Johnny had gone off behind a crib on down the line to eat his lunch. I guess he needed to get away from Bobby and me every so often, don’t ask me why. We heard his footsteps coming back and then the sound of spikes being pulled. “Gaw,” Bobby moaned. “Where does he get his energy?”
I didn’t know. I squashed my sandwiches into my mouth and then stuffed in my Twinkies, too. I’d eat the fruit and eggs when it wasn’t my turn on the hammer.
On the way to the track, Bobby asked, “Are you going to take my advice?”
“No,” I said.
“Then why did you ask me for it?”
“I hoped you’d tell me something I could use.”
“No,” he said. “You hoped I’d tell you something you wanted to hear.”
“I just need a plan.”
“If there was a plan that would win over a woman, every man in the world would pay you good money for a look at it.”
“So I should just quit?” I complained. “That’s your advice? Just give up?”
Bobby stopped and dropped his chin on his chest. “It doesn’t matter what I say.
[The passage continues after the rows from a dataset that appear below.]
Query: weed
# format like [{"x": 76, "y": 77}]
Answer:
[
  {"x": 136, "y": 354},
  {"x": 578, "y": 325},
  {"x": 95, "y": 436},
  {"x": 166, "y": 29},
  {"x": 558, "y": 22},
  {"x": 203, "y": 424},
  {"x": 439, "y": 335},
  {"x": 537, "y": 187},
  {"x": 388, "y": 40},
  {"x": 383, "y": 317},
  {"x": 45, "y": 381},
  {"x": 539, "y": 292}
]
You’re not going to listen, anyway.”
“Boys!” Johnny bawled. “Time’s a-wasting! You say your prayers? Lunch would be the right time for the onliest one
you
know, Bobby! God is great, God is good, let us thank Him for our food! Haw! Come on, let’s get the lead out!”
Bobby groaned. “He isn’t human,” he said.
“Boys!”
“On our way!” we chorused.
T
HE NEXT
day before we got going on the shift, Johnny drew me aside. “Something I heard in the union meeting last night, Sonny. There’s going to be open testimonies in the Tuck Dillon investigation.”
“What does that mean?”
“Anybody can attend.”
“Is that good or bad?”
“You should come to the union meetings. You might learn something.”
“I meant to come but I fell asleep.”
Johnny nodded tragically. “Jake Mosby was there and made the announcement. He said the decision had been made so that the men would know the mine was still safe.”
“Does that mean my dad will testify in front of God and everybody?”
“It does.”
A flash of anger surged through me. It wasn’t right that Jake should have such power over my dad! “Did he say when the testimonies were going to be held?”
“Nope, but he said where. The Club House parlor.”
That, at least, explained why Floretta had been in a dither that morning. I’d heard her muttering something about “new drapes.”
“Thanks, Johnny.”
“What are you going to do?”
I mulled his question over. “Attend the testimonies, I guess. And then call my mother to tell her what I heard.”
“I wish your mama would come home,” Johnny said. “Don’t seem right in Coalwood without her.”
I agreed with him and said so. But the more the summer wore on, the more I was convinced she never would. She’d painted her fox on the kitchen wall, a declaration of her independence, and headed south. If there was anything that could bring her back, I surely didn’t know what it was.